Reputation: 721
I have a large sequence file with around 60 million entries (almost 4.5GB). I want to split it. For example, I want to split it into three parts, each having 20 million entries. So far my code is like this:
//Read from sequence file
JavaPairRDD<IntWritable,VectorWritable> seqVectors = sc.sequenceFile(inputPath, IntWritable.class, VectorWritable.class);
JavaPairRDD<IntWritable,VectorWritable> part=seqVectors.coalesce(3);
part.saveAsHadoopFile(outputPath+File.separator+"output", IntWritable.class, VectorWritable.class, SequenceFileOutputFormat.class);
But unfortunately, each of the generated sequence files is around 4GB too (total 12GB)! Can anyone suggest a better/valid approach?
Upvotes: 1
Views: 755
Reputation: 7462
Perhaps not the exact answer you are looking for, but it might be worth trying the second method for sequenceFile reading, the one that takes a minPartitions argument. Keep in mind that coalesce
, which you are using, can only decrease the partitions.

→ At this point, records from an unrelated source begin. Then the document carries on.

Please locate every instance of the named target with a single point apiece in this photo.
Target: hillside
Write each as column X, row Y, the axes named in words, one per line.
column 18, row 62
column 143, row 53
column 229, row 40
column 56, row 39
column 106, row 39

Your code should then look like this:
//Read from sequence file
JavaPairRDD<IntWritable,VectorWritable> seqVectors = sc.sequenceFile(inputPath, IntWritable.class, VectorWritable.class, 3);
seqVectors.saveAsHadoopFile(outputPath+File.separator+"output", IntWritable.class, VectorWritable.class, SequenceFileOutputFormat.class);
Another thing that may cause problems is that some SequenceFiles are not splittable.
Upvotes: 1
Reputation: 106
Maybe I'm not understanding your question right, but why not just read your file line by line (= entry by entry?) and build your three files this way? It would be something like this:
int i = 0;
List<PrintWriter> files = new ArrayList<PrintWriter>();
files.add(new PrintWriter("the-file-name1.txt", "UTF-8"));
files.add(new PrintWriter("the-file-name2.txt", "UTF-8"));
files.add(new PrintWriter("the-file-name3.txt", "UTF-8"));
for String line in Files.readAllLines(Paths.get(fileName)){
files.get(i % 3).writeln(line);
i++;
}
In this case, one line every three line goes into the frist, the second and the third file.
An other solution would be to make a binary read, if the file is not a text file, using Files.readAllBytes(Paths.get(inputFileName))
and writing into your output files with Files.write(Paths.get(output1), byteToWrite)
.
However, I do not have an answer to why the output takes so much more place in the way you are doing it. Maybe the encoding is guilty? I think java encodes in UTF-8 by default and your input file might be encoded in ASCII.
Upvotes: 0